We're running a single-node ELK cluster (Elasticsearch and Logstash) on the same host, but each in their own docker container, both version 7.3.0.
The system has been stable for the past 5 months, ingesting around 20k logs per minute.
An incident occurred when logs stopped flowing to Elasticsearch, by inspecting the stack metrics, Elasticsearch was green, utilizing only 20% of its JVM Heap, sitting idle, not indexing any-data. but respond to queries with the expected performance.
By checking CPU and Memory usage, the entire host CPU was stable at 2%, and memory usage was as heaps were configured.
No logs (Errors or Warnings) are on either Elasticsearch or Logstash, I was suspecting GC logs but there weren't any.
By restarting Logstash, everything started flowing again and Elasticsearch started indexing millions of accumulated logs.
The other day the same incident happened, I did more inspection, Logstash was holding a connection with every filebeat agent shipping logs. however, there wasn't any network traffic happening (really minor KBs every now and then).
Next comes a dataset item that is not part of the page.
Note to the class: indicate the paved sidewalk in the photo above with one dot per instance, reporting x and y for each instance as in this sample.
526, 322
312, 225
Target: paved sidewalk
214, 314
I tried restarting the filebeat agents that connect to logstash, but that didn't solve it.
Again, restarting Logstash solved everything.
So, Logstash stops accepting events from filebeat agents, and sit idle, not spitting any logs, and not emitting any events, while:
- It still hold connections to the Filebeat Agents
- CPU and Memory are not utilizied, so It is not a resource problem.
- The host is not throttled on IOPs (It's an EC2 instance)
- Metrics shows sudden drops in events.
- No logs indicating any problem.
- Pipeline type is in-memory.
- Restarting solves everything.